The Obama administration is adamant that the IRGC “hates the deal,” because it supposedly opens up market previously cornered by the Guards to competition. The truth is rather different: the deal delists many companies that aided the IRGC in its proliferation efforts, its support for terrorism, and its involvement in the Syrian civil war. Though the deal keeps in place U.S. sanctions against the IRGC, it removes sectoral bans against areas of Iran’s economy that the IRGC dominates. The Guards, as Iran’s economic “gatekeeper,” will have ultimate say on how the country’s post-deal windfall will be spent.
Khatam al-Anbia is the IRGC construction giant that is the “unrivalled king” of Iran’s private sector economy and may be the country’s largest firm outright. The firm employs over 135,000 people, works with over 5,000 contractors and has over 800 reported subsidiaries. Its portfolio includes 51 contracts with the Oil Ministry worth some $17 billion; the $2-billion Bakhtiari Dam, slated to be the tallest in the world; the $3-billion “shrine-to-shrine” highway connecting Qom and Mashhad; a $7 billion special cooperation contract with the city of Tehran; $400 million contract to build Mashhad metro line 3; and the $1.3-billion NGL 3200 construction project in the West Karoun oil fields and even a Tehran metro line.
Even as Khatam al-Anbia is technically under EU sanctions for eight years and under U.S. sanctions for longer, its primary constraint until now was Iran’s failing economy itself. With Tehran’s economy on the rebound, and a budgetary rise to $3.7 billion earlier this year, the organization’s prospects have never looked brighter. More business coming into Iran means more construction, so even if the company is still under sanctions they'll still make money.
Another sector in which the IRGC stands to enjoy a post-deal windfall is petrochemicals. Over the years, the guards have expanded their portfolio to include large shares of Iran’s publicly traded petrochemical companies – today the IRGC is the second-biggest petrochemicals shareholder after the Iranian government itself.

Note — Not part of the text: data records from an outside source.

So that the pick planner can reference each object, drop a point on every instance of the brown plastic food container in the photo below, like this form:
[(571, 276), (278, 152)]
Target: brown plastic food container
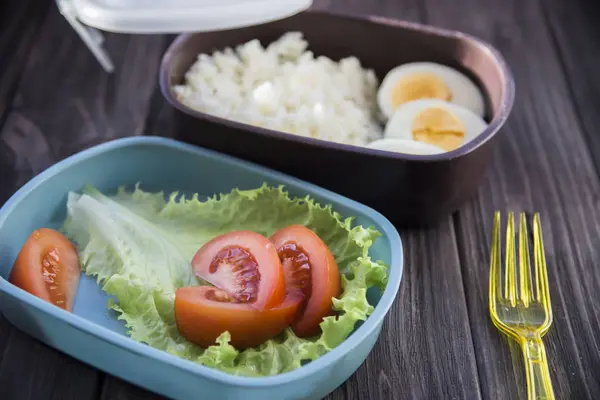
[(410, 190)]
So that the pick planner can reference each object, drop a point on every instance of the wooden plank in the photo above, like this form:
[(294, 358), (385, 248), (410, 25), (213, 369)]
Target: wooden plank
[(64, 103), (19, 22), (407, 361), (30, 370), (576, 36), (541, 163)]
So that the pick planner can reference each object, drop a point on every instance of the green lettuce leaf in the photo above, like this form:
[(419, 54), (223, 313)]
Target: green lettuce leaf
[(139, 247)]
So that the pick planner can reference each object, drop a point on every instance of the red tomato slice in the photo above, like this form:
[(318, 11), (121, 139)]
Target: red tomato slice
[(309, 266), (48, 267), (203, 313), (245, 265)]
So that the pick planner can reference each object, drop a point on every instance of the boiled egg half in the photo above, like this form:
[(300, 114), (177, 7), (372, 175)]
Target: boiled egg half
[(435, 122), (428, 80)]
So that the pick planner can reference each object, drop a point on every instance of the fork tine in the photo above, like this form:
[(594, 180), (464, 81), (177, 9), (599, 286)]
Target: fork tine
[(526, 286), (510, 274), (495, 271), (541, 272)]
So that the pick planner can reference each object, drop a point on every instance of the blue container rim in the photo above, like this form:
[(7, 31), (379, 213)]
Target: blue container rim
[(128, 344)]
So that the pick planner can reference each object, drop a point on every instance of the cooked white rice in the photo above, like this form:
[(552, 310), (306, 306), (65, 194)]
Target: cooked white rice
[(285, 88)]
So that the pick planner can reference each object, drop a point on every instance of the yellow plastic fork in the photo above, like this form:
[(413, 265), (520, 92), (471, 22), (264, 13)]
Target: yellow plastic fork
[(518, 310)]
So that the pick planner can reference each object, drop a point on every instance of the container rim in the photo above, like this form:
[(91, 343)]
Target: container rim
[(368, 327), (505, 107)]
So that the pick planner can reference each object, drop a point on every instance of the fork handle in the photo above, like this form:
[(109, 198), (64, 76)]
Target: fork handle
[(539, 385)]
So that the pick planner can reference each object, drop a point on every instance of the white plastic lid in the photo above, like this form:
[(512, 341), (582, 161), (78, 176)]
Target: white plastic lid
[(168, 16), (175, 16)]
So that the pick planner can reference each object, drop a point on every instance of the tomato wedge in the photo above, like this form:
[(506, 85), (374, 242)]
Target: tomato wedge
[(48, 267), (244, 264), (309, 266), (203, 313)]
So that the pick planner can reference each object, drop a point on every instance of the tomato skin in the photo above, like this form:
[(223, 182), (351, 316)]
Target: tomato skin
[(324, 276), (201, 318), (252, 272), (48, 267)]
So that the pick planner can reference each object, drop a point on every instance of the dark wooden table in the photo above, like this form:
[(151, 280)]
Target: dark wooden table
[(437, 342)]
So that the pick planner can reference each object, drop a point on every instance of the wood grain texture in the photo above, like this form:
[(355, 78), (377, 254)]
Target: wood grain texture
[(541, 164), (30, 370), (20, 21), (437, 341), (65, 102)]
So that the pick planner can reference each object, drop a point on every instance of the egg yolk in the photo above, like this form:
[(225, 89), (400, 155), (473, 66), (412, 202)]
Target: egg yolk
[(438, 127), (422, 85)]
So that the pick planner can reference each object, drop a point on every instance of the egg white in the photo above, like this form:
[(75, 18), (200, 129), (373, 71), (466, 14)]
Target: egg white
[(400, 125), (464, 91), (405, 146)]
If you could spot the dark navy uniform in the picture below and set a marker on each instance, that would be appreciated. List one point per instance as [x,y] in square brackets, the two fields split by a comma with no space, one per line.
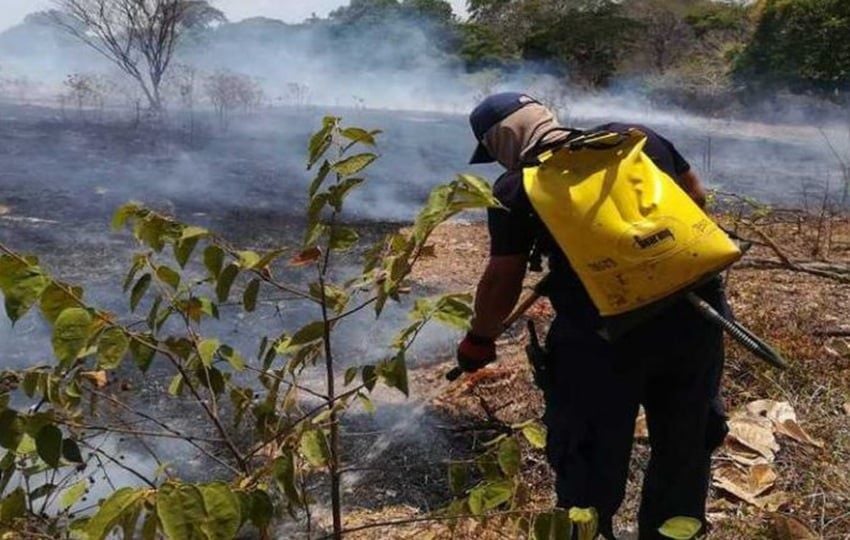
[670,364]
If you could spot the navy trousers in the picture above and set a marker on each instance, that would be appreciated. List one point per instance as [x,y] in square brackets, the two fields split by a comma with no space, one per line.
[672,365]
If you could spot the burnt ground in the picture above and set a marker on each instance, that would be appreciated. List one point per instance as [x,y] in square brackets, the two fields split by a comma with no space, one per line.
[805,316]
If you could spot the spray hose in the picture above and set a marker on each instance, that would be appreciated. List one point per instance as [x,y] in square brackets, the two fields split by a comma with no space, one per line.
[747,339]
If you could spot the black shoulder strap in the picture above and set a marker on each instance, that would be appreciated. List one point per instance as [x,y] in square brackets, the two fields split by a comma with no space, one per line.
[577,140]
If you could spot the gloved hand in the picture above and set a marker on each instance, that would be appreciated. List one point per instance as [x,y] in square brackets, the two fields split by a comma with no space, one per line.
[475,352]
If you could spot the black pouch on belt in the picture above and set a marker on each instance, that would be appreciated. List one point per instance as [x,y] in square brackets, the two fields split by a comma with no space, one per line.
[538,357]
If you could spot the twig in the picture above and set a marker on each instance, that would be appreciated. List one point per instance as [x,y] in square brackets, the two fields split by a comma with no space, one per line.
[409,521]
[793,265]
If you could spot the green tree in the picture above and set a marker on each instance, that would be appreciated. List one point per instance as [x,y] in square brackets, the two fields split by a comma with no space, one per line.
[801,45]
[589,39]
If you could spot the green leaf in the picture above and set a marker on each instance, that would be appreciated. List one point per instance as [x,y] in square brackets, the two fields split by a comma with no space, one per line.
[338,193]
[455,311]
[232,357]
[369,376]
[193,233]
[509,457]
[311,238]
[139,290]
[10,429]
[394,373]
[154,231]
[359,135]
[586,521]
[248,259]
[283,470]
[168,276]
[14,506]
[335,298]
[70,334]
[71,451]
[48,443]
[125,212]
[249,298]
[207,349]
[112,511]
[458,478]
[312,332]
[262,509]
[368,406]
[175,388]
[535,434]
[490,496]
[343,238]
[156,318]
[314,447]
[111,348]
[180,509]
[317,182]
[354,164]
[55,300]
[681,528]
[542,527]
[21,284]
[269,258]
[139,262]
[183,250]
[73,494]
[142,354]
[222,518]
[208,512]
[225,282]
[350,375]
[214,260]
[314,211]
[555,525]
[321,140]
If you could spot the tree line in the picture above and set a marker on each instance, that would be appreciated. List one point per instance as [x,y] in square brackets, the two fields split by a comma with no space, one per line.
[702,53]
[699,48]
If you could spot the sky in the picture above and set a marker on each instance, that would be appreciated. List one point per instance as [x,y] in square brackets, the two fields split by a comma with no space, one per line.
[13,11]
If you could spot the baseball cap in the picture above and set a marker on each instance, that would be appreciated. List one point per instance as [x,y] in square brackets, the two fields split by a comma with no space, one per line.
[490,112]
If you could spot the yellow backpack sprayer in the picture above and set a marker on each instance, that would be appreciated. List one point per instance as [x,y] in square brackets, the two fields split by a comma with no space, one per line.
[636,240]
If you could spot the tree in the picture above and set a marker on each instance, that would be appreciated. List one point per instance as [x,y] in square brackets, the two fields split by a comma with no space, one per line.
[801,45]
[666,36]
[589,39]
[139,36]
[227,91]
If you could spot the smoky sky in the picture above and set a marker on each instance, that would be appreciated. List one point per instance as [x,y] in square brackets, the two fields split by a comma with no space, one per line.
[13,11]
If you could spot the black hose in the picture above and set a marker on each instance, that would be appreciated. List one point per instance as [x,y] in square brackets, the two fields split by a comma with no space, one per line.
[743,336]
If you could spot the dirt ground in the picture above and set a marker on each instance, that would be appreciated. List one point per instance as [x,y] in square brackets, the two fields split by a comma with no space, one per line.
[805,316]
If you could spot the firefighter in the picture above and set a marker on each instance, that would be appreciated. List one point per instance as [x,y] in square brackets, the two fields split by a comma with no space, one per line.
[670,364]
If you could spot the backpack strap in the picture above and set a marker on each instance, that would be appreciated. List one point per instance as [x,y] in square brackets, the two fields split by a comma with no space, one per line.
[578,140]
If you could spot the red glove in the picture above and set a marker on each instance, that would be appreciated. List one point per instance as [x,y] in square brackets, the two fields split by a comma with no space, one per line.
[475,352]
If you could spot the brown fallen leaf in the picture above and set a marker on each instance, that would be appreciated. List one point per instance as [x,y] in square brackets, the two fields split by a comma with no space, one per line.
[784,419]
[741,454]
[794,431]
[756,434]
[789,528]
[746,484]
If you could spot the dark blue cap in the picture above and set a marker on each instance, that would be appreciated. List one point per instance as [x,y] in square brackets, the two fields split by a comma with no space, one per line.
[490,112]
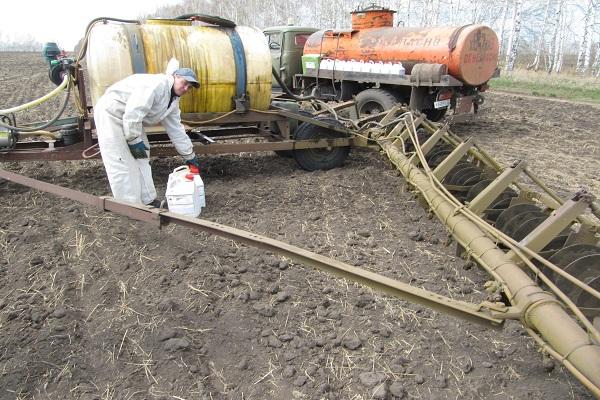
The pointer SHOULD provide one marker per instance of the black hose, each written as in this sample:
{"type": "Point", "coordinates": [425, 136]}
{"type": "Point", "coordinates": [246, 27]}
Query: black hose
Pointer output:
{"type": "Point", "coordinates": [287, 90]}
{"type": "Point", "coordinates": [47, 124]}
{"type": "Point", "coordinates": [210, 19]}
{"type": "Point", "coordinates": [83, 49]}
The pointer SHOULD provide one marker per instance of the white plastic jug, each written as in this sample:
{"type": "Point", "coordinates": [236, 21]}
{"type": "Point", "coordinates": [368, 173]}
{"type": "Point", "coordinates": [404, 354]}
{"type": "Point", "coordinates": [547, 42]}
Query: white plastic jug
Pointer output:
{"type": "Point", "coordinates": [185, 192]}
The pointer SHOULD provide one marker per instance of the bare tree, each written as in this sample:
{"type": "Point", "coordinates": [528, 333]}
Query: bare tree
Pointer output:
{"type": "Point", "coordinates": [535, 64]}
{"type": "Point", "coordinates": [584, 45]}
{"type": "Point", "coordinates": [596, 65]}
{"type": "Point", "coordinates": [559, 48]}
{"type": "Point", "coordinates": [503, 28]}
{"type": "Point", "coordinates": [513, 43]}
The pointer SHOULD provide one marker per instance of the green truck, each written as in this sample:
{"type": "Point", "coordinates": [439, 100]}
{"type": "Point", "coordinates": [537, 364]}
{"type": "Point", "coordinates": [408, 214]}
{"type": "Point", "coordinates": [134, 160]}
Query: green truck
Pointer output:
{"type": "Point", "coordinates": [426, 86]}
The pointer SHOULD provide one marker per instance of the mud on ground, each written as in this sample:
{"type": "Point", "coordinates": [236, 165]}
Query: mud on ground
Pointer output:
{"type": "Point", "coordinates": [97, 306]}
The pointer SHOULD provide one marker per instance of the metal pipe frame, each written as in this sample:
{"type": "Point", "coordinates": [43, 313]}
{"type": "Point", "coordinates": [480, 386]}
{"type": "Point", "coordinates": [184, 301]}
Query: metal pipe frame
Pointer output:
{"type": "Point", "coordinates": [470, 312]}
{"type": "Point", "coordinates": [540, 310]}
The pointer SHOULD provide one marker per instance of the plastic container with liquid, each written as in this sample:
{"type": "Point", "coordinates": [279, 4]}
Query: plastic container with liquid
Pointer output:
{"type": "Point", "coordinates": [185, 192]}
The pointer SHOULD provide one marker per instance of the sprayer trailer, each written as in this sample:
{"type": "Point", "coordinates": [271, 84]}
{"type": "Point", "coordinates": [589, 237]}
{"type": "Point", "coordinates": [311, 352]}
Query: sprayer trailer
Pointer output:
{"type": "Point", "coordinates": [231, 112]}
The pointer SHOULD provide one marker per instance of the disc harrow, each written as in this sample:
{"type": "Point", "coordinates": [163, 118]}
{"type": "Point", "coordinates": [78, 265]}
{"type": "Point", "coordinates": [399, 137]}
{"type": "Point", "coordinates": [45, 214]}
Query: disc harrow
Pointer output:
{"type": "Point", "coordinates": [542, 251]}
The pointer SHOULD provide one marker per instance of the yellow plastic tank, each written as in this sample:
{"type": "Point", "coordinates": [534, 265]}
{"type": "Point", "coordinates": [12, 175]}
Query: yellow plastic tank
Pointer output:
{"type": "Point", "coordinates": [117, 50]}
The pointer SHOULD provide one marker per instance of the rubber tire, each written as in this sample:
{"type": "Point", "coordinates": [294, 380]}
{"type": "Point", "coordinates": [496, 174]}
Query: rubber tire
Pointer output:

Third, the IRGC’s already hefty portfolio at the Tehran Stock Exchange stands to grow further still. The guards’ stocks will benefit from a rise in their companies’ market value, as foreign and domestic investors pour capital into the country’s financial markets. Higher stock values and revenues will likely yield more robust dividends to shareholders – first and foremost, the IRGC.